PTT  İstanbul içinde bile APS’yi 3-4  günde getiriyor. Şehir içi tebligatlar günler sürüyor, bazen kayboluyor. Bunun bilincinde olan TFF yetkilileri Obradoviç’e , bir sonraki maçta cezalı olduğunu maç biter bitmez elden tebliğ ederek “Geleneksel 1.FIBA sürat ödülüne” de aday oldular.

4--Fenerbahçe ‘de Bo maçın içinde kalmayı başaran yegane oyuncu oldu. Yardımcı roller için bir kaç oyuncu daha ortaya çıksa özellikle beraberliği yakaladıkları 3.periyotta maçı bırakmayabilirlerdi. Kleiza’nın 22 sayısının çoğu atı alanın Üsküdar’a yaklaştığı ve geçtiği dönemlere denk geldi.

Fenerbahçe basketbol yönetimi maçı kaybetme sebebi olarak hakemleri görebilir. Bununla beraber savunma hataları ve bilhassa adam paylaşamama sıkıntısını da görmüşlerse sorun yok…

5-- Turgay Demirel keşke bir milli piyango bileti çekseydi, kalbi temizmiş. Dileği tutacak ve  muhtemelen iş son maça kalacak. Her iki takımda kalan 3 maçtan ikisini kapmaya çalışacak.

Galatasaray kulübü “maç sonunda skorboarda yazılanlara üzüldük, yazan bizim elemanımız değil” demiş. Sorun çözülmüş, bu durumda TBF skorboard görevlisine saha kapatma cezası verecek. Belki adamı bir gece Abdi İpekçi’de kapalı tutacaklar belki de 2000.TL ceza verecekler.

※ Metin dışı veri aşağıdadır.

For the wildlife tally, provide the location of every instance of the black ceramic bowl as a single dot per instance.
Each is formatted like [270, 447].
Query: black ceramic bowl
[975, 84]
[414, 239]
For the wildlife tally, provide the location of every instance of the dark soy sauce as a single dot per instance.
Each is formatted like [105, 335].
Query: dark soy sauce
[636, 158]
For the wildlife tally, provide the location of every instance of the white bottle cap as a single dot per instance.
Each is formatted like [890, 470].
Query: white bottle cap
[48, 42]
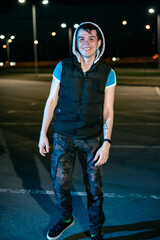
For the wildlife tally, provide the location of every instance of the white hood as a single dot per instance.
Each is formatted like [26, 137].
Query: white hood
[74, 45]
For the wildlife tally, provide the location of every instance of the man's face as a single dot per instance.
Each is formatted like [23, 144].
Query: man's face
[87, 43]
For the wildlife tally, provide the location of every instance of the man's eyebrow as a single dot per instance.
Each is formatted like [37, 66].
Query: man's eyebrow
[84, 36]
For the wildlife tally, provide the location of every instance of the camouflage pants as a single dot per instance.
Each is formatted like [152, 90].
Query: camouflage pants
[62, 167]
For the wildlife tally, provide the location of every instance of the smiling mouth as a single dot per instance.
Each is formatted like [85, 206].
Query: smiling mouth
[86, 49]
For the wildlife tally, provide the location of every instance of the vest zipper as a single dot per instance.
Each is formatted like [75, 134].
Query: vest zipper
[78, 112]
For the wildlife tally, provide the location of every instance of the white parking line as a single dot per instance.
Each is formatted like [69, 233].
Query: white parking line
[157, 90]
[81, 194]
[135, 146]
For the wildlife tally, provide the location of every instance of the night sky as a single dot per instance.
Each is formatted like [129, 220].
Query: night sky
[121, 41]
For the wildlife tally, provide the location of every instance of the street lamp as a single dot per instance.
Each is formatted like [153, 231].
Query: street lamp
[64, 25]
[7, 46]
[152, 11]
[35, 41]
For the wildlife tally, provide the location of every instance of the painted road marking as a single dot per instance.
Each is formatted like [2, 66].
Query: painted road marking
[81, 194]
[39, 123]
[157, 90]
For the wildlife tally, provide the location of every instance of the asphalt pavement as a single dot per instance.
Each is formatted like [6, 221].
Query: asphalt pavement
[131, 182]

Basketbolu “futbol hoyratlığı” ile yönetenler oldukça, kulüpler veya federasyon bazında herhangi bir yüzleşme ve utanma olmayacak.


6—Gergin gecede Fenerbahçe aleyhine 6 tane teknik faul çalınması yakın tarihin rekorlarından biri oldu. Ancak teknik faul basketbolun fıtratında var, üzülmeye gerek yok.